There is a big panic about the recent failures of Lehman Brothers, and the bail out of Freddie Mac and Fannie Mae, and lastly about the bail out of AIG.  

I find that very few people in the media have the first clue as to what is going on (not to mention politicians and the ordinary people).  One pundit, who I have criticized in past writings, was almost in tears because the government did not foresee the crisis coming and protect us from it.  But it was that very government, in the persona of the Federal Reserve Bank, that brought on the crisis in the first place, by its never-ending creation of money and credit.  

When the Fed creates credit out of nothing, which banks suck up like there is no tomorrow, it gives banks more money to lend out and make a profit without any additional saving.  This drives interest rates down, and also reduces credit requirements.  If the banks do not reduce the requirements for getting a loan, they will not be able to lend out all the extra money, and money sitting on the books is not earning interest from borrowers.  So, loans are granted to folks who might not be able to pay them back.

Now the Federal Reserve has come up with $85 billion to lend to AIG, obviously created out of nothing as usual, in return for an 80% equity stake in the company.  This means that the Fed is now the owner of AIG.  I remember that the very definition of socialism was that the government owns the means of production.  Gee!

Now comes “moral hazard.”  In economics, moral hazard occurs when one tries to prevent something in a way that actually encourages the very behavior one wants to discourage.  Normally, banks which make a lot of bad loans will go out of business when people begin to default on those loans.  The possibility of widespread non-payment is an incentive not to make those loans.  But if someone, like the government for instance, promises or even demonstrates, that it will save a company if the ill-considered loans fail, the company now has an incentive to continue to take the risk of making bad loans.  Government bail outs will only encourage the situation.

Lastly, the pouring of vast amounts of money into the economy by the credit creation of the Fed to bail out the companies will further reduce your purchasing power by watering down the value of the dollar more than it has been.

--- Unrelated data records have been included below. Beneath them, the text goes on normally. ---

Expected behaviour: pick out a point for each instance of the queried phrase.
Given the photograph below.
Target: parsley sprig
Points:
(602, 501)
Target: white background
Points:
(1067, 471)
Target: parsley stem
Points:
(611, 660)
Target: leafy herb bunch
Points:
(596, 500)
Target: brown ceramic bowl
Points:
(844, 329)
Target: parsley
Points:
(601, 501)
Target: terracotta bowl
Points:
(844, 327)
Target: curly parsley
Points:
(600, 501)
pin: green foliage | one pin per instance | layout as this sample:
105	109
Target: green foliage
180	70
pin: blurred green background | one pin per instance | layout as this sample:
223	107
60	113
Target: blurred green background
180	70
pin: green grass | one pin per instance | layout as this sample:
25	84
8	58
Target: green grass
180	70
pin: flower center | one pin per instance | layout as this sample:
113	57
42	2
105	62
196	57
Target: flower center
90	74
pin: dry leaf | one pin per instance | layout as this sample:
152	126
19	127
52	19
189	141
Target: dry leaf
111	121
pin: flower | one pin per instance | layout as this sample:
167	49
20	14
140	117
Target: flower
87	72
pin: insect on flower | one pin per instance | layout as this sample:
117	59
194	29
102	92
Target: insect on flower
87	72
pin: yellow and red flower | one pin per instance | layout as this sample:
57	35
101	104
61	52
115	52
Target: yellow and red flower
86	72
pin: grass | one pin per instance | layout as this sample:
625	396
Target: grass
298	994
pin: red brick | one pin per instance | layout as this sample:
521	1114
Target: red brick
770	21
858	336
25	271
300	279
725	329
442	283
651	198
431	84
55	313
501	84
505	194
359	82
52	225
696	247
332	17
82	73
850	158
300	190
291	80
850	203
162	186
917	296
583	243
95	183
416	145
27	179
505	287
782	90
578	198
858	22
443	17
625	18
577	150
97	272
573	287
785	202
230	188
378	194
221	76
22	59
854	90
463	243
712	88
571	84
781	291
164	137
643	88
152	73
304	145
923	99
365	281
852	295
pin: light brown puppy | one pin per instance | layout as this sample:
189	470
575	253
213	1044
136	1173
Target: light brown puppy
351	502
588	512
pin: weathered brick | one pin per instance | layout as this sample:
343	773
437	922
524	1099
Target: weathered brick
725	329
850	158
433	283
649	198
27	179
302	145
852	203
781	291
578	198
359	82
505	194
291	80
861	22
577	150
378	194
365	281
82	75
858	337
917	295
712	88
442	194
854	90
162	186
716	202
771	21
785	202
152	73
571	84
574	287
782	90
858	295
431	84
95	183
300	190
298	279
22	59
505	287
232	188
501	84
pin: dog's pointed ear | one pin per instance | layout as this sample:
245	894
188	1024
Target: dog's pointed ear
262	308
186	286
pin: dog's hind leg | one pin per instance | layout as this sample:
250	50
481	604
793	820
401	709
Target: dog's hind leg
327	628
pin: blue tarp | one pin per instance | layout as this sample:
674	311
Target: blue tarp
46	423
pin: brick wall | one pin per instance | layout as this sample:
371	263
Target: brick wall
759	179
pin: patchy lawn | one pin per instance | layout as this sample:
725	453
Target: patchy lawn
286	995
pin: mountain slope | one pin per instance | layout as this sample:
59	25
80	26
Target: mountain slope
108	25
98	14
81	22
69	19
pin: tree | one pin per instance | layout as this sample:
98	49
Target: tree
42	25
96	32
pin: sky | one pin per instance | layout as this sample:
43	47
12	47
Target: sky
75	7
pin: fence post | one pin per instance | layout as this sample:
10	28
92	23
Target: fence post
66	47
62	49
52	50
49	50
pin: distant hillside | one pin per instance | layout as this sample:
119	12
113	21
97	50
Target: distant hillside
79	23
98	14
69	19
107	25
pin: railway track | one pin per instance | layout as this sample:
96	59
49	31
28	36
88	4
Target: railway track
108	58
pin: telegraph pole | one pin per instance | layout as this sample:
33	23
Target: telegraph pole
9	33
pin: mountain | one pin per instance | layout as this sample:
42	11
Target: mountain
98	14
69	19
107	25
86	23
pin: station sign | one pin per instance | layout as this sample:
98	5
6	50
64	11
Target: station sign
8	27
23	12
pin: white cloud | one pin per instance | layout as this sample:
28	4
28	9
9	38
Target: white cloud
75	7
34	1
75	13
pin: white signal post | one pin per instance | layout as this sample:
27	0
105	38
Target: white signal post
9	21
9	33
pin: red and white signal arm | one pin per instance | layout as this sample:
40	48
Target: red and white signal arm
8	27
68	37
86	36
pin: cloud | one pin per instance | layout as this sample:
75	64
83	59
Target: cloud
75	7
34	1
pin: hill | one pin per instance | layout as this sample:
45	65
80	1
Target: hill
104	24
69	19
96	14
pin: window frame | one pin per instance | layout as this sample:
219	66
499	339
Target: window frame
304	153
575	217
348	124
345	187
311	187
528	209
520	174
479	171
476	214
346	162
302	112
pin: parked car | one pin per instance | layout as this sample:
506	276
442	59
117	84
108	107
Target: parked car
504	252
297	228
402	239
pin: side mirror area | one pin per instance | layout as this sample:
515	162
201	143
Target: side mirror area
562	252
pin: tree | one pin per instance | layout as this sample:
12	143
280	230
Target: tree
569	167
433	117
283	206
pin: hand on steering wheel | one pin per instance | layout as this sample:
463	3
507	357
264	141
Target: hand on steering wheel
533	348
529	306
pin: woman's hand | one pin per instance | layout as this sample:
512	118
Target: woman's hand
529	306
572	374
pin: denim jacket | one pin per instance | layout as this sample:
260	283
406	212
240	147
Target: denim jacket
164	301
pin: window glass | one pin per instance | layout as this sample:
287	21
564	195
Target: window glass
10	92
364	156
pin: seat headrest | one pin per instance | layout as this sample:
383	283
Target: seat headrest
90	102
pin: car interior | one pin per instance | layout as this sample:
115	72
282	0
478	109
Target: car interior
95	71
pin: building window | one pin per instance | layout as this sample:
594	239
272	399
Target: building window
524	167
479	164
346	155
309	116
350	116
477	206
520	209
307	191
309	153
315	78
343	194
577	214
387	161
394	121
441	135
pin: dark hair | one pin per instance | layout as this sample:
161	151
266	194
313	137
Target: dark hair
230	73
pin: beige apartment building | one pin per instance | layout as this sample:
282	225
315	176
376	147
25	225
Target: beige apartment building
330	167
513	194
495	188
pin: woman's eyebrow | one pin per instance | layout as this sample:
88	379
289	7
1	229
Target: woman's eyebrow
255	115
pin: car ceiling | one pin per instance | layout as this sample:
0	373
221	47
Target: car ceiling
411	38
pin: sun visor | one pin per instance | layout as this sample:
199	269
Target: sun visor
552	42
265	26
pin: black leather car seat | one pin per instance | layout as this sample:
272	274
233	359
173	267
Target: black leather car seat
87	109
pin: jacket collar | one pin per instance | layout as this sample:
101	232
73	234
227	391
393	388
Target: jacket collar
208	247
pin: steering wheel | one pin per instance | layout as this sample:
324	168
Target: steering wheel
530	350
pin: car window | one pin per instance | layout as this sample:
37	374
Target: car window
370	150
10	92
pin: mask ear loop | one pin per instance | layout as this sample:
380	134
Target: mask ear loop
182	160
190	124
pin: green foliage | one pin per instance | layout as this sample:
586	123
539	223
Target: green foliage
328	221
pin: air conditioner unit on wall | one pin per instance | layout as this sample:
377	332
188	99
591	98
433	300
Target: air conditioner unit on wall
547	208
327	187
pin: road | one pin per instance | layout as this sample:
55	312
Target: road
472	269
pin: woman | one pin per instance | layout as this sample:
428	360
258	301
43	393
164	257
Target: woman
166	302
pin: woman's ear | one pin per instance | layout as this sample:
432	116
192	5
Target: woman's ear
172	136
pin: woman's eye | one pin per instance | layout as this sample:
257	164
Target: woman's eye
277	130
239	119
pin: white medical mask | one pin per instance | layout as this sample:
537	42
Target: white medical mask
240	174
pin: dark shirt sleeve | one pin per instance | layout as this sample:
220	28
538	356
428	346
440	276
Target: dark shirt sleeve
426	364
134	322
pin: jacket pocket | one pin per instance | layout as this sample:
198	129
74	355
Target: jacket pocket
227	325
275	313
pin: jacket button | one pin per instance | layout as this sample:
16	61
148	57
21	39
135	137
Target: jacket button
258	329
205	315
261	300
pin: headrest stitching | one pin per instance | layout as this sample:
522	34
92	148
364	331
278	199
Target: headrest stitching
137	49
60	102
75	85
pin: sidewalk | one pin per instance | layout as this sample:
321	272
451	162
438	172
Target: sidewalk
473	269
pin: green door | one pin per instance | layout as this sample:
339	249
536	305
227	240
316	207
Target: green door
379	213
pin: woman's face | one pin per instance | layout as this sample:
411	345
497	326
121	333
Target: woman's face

It should be pointed out that neither presidential candidate is saying anything like this.  Why do so many people think that the president is our savior?  The president does not have the power to control this because the Federal Reserve operates independently of the elected officials.  I am not recommending that the elected officials control the Fed.  I think we have enough evidence that they would not be able or willing to do this—remember our national debt plus unfunded mandates to the tune of $55 trillion?  The only solution is to get rid of the Federal Reserve Bank!